Amy16 Rzeszów? Ja tez :P Do którego liceum sie wybierasz? :)
Qrcze, ja tez ide do LO do 1 klasy i sie stresuje :wink: Własnie sobie uswiadomiłam, ze wsród kumpel w gimie nie krępowałam sie jesc :wink: Na dodatek jak sie kupiło obwarzanka albo pysia, to zawsze sie jakis "sęp" doczepił - zawsze mniej kcal dla mnie, wiec "łaskawie" dawałam sobie podezrec :lol: A teraz przynajmniej tymczasowo nie bedzie "sępów" póki sie wszyscy nie zkumplują :twisted:
o,dziewczynki,jak nas dużo w tym samaym wieku :) ja w gimnazjum tez jakos nie mogłam sie przemóc,wydawało mi sie ze każdy na mnie patrzy jak jem,od razu miałam wrażenie ze sie ubrudziłam na twarzy albo coś(psychoza....hehehe).Myślę,że w szkole trzeba coś jeść,bo wysiłek umysłowy zabiera móstwo kcal tych naprzykład potrzebnych do ogrzania ciałka,i wogóle gorzej sie skupić itp..Dobre są takie jogurciki w butelkach zakręcanych,można sobie popijać po trochu na każdej przerwie,zje sie nie dużo a nie będzie sie głodnym.Kanapaki też są dobre moim zdaniem a wcale nie mają dużo wiecej kcal niż taki np Kubuś(to oczywiście zalezy z czym ta kanapka).Tak swoją drogą to będąc na diecie juz pod koniec 3 klasy gimnazjum na drugie sniadanko w szkole zjadłąm np Snickersa Crunchera(200kcal a ma zdrowe orzeszki,jest pożywny i syci),Kinder Mleczną kanapkę albo jakiegoś zbożowego.

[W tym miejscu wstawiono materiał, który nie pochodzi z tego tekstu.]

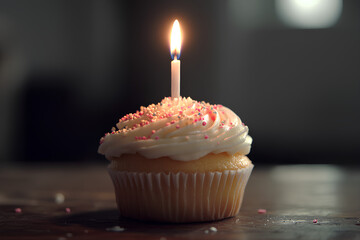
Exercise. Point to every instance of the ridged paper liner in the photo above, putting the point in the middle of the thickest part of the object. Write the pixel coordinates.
(180, 197)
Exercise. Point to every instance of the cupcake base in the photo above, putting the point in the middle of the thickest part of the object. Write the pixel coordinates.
(180, 197)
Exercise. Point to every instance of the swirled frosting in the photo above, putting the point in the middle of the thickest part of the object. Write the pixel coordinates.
(181, 129)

z tym pitnym jogurcikiem to dobry pomysl...ja ide do 3 kl liceum wiec juz mam sepy w klasie wiec dobrze :))))) bedzie mniej! a i inni tez zadowoleni...
wiem ze to glupie i smieszne ale ja uwielbiam gerberki:D takie deserki dla dzieci :D no i one sa w sloiczkach zakrecanych nie to co wiekszosc jogurtow, jest full smakow i maja kolo 40-70 kcal w 100g zaleznie od rodzaju, a mnie syca strrrasznie najwieksze opakowanie ma chyba 190g wiec maximum 133kcal cale danko a ja taki wielki sloiczek to minimum na dwa razy biore:) tak sobie mysle ze to jest ok bo mozna zakrecic i podzerac co kilka przerw :lol: :lol: :lol:
jakie sa smaki badz rodzaje tych gerberkow?? chcem wyprobowac... aha i ktory ma ile kcal?
pozdrawiam
A tam, ja tez uwielbiam przeciery owocowe, nie tylko gerberki, ale rzeczywiscie troche nie wypada juz teraz tego podzerac :lol:
Ja ostatnio w supermarkecie uległam bo normalnie nie mogłam sie opanować i kupiłam sobie Pudding Czekoladowy z serii smaki świata...Sama się z siebie smiałam potem hehe...A i wczesniej zdazało się ze capnęłam jakieś gruszki albo zupkę jarzynową...Nie jesteście same :)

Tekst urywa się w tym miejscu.